Paint Firms Pay $1.1bn, Clean Up Lead Toxins
A Santa Clara County judge has ordered paint manufacturers Sherwin-Williams, NL Industries and ConAgra to put $1.1 billion into a state-held fund that will be used to clean up lead paint toxins in California cities and counties, the San Jose Mercury News reports.
Ten cities and counties sued the paint industry in 2000; although the state banned lead paint in 1978 it was still in millions of homes in these municipalities.
Los Angeles County, with more potentially contaminated homes than the other nine, could receive the most abatement funds: $605 million. The newspaper reports Santa Clara and Alameda counties could each collect $99 million and San Mateo County could receive $55 million. Other municipalities include San Francisco, Solano, Monterey, San Diego and Ventura counties.

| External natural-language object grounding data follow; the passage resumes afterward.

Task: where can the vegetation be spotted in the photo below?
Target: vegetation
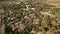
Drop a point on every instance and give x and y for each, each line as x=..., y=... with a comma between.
x=31, y=17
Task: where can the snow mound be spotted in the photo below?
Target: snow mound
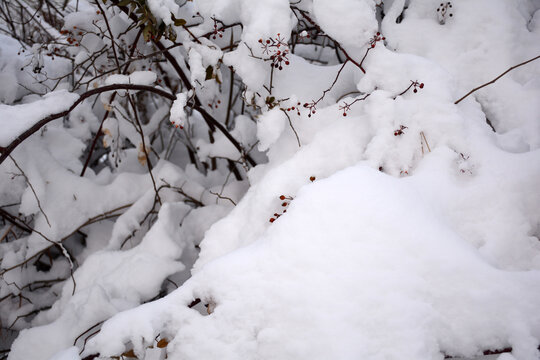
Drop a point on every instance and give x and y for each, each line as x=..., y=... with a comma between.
x=362, y=275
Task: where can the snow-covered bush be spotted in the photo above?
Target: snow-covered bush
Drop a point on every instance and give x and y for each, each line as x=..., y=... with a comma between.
x=240, y=179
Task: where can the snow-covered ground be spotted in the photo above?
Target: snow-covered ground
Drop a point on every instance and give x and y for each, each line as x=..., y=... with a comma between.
x=383, y=220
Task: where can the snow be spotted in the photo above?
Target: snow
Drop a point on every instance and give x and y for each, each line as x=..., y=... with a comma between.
x=353, y=249
x=16, y=119
x=137, y=77
x=382, y=220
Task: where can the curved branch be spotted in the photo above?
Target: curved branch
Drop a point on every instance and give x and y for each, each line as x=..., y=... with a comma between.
x=497, y=78
x=9, y=149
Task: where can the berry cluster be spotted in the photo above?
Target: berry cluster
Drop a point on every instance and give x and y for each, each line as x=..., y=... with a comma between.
x=304, y=35
x=312, y=107
x=375, y=39
x=345, y=107
x=217, y=32
x=400, y=131
x=443, y=12
x=295, y=108
x=416, y=85
x=214, y=104
x=177, y=125
x=286, y=201
x=71, y=39
x=278, y=50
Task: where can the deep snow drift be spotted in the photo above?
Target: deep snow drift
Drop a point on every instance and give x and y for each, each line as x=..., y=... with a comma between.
x=412, y=223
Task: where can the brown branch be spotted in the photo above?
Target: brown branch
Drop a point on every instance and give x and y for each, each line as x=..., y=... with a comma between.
x=497, y=78
x=31, y=188
x=37, y=126
x=98, y=133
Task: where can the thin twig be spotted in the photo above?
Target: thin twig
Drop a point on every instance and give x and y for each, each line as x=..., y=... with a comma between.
x=32, y=188
x=497, y=78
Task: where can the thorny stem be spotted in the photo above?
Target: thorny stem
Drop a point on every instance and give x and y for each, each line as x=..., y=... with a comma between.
x=33, y=190
x=144, y=147
x=9, y=149
x=497, y=78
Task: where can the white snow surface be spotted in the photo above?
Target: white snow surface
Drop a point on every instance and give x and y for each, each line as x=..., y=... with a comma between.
x=411, y=245
x=16, y=119
x=361, y=266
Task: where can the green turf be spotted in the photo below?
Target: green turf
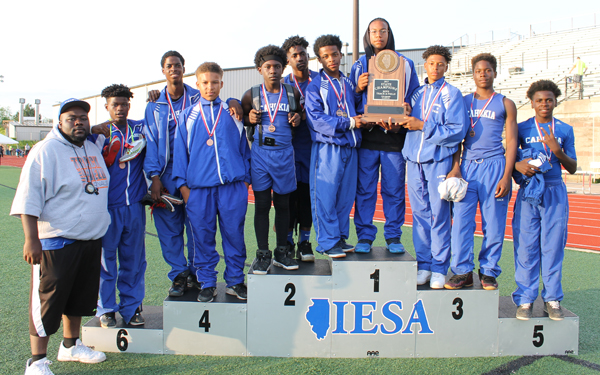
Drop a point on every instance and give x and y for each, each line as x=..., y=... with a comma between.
x=580, y=282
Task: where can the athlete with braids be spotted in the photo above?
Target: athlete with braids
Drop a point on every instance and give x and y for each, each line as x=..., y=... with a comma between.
x=436, y=127
x=300, y=214
x=269, y=108
x=380, y=149
x=540, y=218
x=124, y=239
x=335, y=131
x=488, y=171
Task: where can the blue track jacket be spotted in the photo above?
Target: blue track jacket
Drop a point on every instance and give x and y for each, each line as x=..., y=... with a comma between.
x=157, y=132
x=198, y=165
x=445, y=128
x=321, y=107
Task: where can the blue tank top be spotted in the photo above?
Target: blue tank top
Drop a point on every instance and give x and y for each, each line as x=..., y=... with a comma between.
x=529, y=138
x=280, y=130
x=487, y=142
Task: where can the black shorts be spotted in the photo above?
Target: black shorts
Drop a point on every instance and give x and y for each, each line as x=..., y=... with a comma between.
x=66, y=282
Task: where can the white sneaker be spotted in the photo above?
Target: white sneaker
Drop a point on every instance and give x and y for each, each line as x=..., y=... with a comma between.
x=38, y=367
x=437, y=280
x=423, y=276
x=79, y=353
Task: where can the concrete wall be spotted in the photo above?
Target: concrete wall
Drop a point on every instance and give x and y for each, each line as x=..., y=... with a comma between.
x=584, y=116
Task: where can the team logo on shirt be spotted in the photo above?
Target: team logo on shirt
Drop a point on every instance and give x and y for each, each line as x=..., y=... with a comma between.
x=486, y=113
x=90, y=166
x=536, y=139
x=284, y=107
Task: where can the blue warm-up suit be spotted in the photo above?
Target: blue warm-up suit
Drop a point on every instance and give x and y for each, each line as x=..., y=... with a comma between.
x=215, y=174
x=483, y=166
x=333, y=164
x=540, y=231
x=428, y=153
x=161, y=124
x=381, y=149
x=124, y=238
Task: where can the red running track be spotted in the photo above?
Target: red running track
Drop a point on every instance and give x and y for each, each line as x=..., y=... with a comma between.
x=584, y=215
x=583, y=226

In a column published yesterday on Environmental Leader, the EPA’s Jim Jones says green chemistry is reducing the amount of a chemicals needed in paint, reducing manufacturing costs and environmental pollution.
For example, Dow Chemical’s new technology used to make exterior house paint reduces the paint’s carbon footprint by more than 22 percent, water consumption by 30 percent, harmful emissions by 24 percent, and water impacts like algae bloom by 27 percent — while providing other benefits for water and air quality, Jones writes.